Where should you store your prompts?
You best store good prompts in a dedicated prompt library rather than the chat history — with a clear title, tags by use case, and placeholders for the parts that change. That turns a one-off hit into a template you find again in seconds.
The chat history is unsuited as storage: sorted chronologically rather than thematically, barely searchable, and locked to a single tool. As soon as an example from this article has worked twice for you, promote it into your library. Three principles hold even at hundreds of prompts:
- Central, not scattered — all prompts in one place, not across notes, chats, and documents at once.
- Tag by use case — "Marketing", "Code", "Email" instead of by tool, since models change but tasks stay.
- Version — when you improve a prompt, keep the old version so you can roll back a regression.

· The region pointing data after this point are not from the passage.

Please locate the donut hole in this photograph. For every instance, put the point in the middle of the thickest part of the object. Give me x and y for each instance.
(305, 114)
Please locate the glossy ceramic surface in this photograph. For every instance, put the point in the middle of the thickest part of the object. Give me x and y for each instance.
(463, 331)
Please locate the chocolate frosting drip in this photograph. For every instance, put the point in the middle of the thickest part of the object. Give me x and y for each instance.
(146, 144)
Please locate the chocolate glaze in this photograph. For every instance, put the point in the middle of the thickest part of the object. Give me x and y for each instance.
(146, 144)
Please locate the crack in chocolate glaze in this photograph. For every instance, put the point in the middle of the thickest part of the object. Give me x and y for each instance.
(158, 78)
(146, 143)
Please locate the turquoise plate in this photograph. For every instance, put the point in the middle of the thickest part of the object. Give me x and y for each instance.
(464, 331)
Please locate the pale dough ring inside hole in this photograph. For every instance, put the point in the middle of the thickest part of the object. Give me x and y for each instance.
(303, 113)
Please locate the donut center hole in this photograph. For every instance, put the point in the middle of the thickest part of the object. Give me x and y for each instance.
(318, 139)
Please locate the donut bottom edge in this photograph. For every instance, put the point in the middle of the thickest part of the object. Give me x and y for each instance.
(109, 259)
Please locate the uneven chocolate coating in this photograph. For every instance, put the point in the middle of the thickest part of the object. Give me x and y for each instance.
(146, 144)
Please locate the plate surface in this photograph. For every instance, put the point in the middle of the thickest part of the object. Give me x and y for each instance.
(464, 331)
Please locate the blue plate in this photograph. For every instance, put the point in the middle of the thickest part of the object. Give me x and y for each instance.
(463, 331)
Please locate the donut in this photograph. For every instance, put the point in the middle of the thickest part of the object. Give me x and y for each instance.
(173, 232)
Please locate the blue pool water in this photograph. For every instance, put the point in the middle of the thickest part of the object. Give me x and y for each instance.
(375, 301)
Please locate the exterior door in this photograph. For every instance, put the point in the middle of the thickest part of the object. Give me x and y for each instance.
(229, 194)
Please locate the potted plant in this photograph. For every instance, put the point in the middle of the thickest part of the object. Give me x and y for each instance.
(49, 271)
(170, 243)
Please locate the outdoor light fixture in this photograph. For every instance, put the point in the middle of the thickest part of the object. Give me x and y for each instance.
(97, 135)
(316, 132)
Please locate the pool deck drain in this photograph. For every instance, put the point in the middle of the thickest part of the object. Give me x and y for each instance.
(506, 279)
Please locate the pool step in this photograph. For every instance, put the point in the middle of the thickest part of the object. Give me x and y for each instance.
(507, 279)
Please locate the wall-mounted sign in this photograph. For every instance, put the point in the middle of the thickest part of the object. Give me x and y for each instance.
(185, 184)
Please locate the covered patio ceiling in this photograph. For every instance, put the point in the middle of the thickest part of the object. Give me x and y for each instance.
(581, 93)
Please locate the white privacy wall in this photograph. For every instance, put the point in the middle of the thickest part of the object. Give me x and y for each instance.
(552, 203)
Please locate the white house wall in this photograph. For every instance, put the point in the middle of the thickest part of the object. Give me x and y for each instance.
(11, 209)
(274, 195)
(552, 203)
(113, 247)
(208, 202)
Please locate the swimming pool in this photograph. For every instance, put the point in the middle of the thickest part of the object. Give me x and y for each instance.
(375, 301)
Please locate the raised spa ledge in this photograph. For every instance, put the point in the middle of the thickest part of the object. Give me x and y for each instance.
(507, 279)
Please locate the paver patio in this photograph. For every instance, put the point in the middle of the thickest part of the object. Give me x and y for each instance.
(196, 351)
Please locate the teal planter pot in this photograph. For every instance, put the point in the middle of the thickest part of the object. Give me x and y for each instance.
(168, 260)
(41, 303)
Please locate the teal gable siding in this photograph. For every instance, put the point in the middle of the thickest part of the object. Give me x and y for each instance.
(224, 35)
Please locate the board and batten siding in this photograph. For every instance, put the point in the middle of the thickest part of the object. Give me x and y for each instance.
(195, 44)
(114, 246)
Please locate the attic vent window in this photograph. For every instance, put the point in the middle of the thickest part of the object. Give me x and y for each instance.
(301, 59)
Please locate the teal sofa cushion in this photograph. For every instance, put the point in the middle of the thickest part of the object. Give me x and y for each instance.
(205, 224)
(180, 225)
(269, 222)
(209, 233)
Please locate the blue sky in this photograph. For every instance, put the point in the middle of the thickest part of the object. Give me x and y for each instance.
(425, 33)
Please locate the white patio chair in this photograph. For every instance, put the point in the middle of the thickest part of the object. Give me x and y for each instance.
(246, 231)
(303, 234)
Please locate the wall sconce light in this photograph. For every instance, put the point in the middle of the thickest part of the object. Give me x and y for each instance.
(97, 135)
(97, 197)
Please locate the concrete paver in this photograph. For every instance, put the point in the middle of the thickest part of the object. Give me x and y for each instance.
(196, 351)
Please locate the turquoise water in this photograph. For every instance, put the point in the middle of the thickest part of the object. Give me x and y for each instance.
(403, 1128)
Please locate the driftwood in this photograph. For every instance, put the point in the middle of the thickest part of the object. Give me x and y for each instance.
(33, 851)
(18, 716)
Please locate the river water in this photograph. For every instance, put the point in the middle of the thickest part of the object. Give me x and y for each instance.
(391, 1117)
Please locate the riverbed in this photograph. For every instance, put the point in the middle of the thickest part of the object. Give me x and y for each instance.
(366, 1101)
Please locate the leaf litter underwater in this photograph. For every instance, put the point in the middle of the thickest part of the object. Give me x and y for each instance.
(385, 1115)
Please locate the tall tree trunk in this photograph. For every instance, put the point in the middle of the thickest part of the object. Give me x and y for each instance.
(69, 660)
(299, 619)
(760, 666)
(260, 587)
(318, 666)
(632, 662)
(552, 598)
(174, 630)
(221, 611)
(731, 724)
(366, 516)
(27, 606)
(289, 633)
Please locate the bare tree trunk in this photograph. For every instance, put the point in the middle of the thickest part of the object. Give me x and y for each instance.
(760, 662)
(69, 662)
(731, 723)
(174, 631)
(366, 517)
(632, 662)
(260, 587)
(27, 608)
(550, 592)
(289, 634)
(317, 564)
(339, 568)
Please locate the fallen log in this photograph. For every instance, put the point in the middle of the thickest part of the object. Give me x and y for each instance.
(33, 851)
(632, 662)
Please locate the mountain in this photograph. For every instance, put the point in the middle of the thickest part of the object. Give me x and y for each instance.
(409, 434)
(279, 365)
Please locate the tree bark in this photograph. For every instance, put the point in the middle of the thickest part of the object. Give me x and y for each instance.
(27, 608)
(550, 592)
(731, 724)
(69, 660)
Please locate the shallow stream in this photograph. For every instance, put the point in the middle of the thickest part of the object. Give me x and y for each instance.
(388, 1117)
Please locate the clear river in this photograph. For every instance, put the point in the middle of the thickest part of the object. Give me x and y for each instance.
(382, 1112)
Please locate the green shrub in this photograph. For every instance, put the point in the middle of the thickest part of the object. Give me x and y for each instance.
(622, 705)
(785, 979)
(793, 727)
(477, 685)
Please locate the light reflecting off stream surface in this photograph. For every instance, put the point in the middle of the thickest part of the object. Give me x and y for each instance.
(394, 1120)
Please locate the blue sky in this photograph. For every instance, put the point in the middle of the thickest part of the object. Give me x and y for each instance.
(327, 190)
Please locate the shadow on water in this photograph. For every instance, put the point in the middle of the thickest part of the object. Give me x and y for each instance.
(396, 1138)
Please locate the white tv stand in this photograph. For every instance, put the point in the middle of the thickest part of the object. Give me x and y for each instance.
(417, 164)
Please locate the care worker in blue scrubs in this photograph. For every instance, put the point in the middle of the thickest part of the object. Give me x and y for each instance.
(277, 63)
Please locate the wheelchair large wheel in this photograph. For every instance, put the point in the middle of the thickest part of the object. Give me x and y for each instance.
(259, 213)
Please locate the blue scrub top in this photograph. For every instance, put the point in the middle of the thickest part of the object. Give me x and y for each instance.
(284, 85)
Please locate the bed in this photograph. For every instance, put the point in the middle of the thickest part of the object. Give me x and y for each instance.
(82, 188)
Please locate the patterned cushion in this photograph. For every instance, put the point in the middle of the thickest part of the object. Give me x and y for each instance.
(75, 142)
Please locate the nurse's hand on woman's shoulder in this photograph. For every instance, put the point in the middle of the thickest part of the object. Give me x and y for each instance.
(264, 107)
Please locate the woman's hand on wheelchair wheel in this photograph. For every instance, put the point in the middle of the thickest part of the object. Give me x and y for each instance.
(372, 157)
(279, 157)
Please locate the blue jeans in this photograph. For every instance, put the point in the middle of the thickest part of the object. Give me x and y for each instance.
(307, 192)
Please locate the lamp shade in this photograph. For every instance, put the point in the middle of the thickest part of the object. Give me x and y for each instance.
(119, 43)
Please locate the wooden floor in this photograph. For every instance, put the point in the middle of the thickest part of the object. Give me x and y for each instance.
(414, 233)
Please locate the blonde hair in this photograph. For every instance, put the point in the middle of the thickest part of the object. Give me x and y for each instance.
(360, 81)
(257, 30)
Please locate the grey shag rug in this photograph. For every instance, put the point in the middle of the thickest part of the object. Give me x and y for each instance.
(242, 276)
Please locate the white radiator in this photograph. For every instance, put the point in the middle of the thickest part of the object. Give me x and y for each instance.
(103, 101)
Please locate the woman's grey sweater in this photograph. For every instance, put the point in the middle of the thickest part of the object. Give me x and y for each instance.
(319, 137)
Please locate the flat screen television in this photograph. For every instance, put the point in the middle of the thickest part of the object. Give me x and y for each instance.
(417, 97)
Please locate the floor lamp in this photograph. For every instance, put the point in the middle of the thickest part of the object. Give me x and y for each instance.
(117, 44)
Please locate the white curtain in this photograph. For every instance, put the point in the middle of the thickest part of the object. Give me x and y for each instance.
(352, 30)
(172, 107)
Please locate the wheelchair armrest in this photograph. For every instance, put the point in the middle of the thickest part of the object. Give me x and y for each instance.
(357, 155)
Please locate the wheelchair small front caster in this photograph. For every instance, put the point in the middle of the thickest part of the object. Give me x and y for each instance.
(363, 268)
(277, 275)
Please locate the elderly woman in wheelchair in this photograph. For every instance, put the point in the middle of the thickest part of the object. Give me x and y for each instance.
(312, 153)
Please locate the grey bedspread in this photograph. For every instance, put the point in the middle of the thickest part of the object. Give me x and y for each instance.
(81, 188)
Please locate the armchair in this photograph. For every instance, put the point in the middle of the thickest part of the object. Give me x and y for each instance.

For how to build such a system step by step — with folders, tags, and naming conventions — see our guide to [building a personal prompt library](/magazin/build-personal-prompt-library). That's exactly what Prompt2Love is built for: a central library where your best prompts are saved, tagged, and shared across your team.
Frequently Asked Questions
What is an example of a good AI prompt?
A good example is: "You are an expert copywriter. Write three subject lines for a B2B software, max 50 characters, neutral tone." It contains a role, task, format, and constraint — and therefore reliably produces usable answers instead of vague generalities.
How many examples should I give in a prompt?
For most tasks, one to three examples (few-shot) are enough. They show the model the desired pattern more reliably than any abstract description. More than three rarely adds value and needlessly lengthens the prompt.
Do these examples also work with Claude and Gemini?
Yes. The core principles — role, context, task, format — apply to every language model. Only fine details like tone strength or format specifications differ. Tag your prompts by task, not by tool: the task stays, the model is interchangeable.
Should I prompt in English or another language?
Both work excellently. Prompt in the language you need the result in. Modern models handle most major languages nearly on par with English; only for very specialized terminology can English be marginally more precise.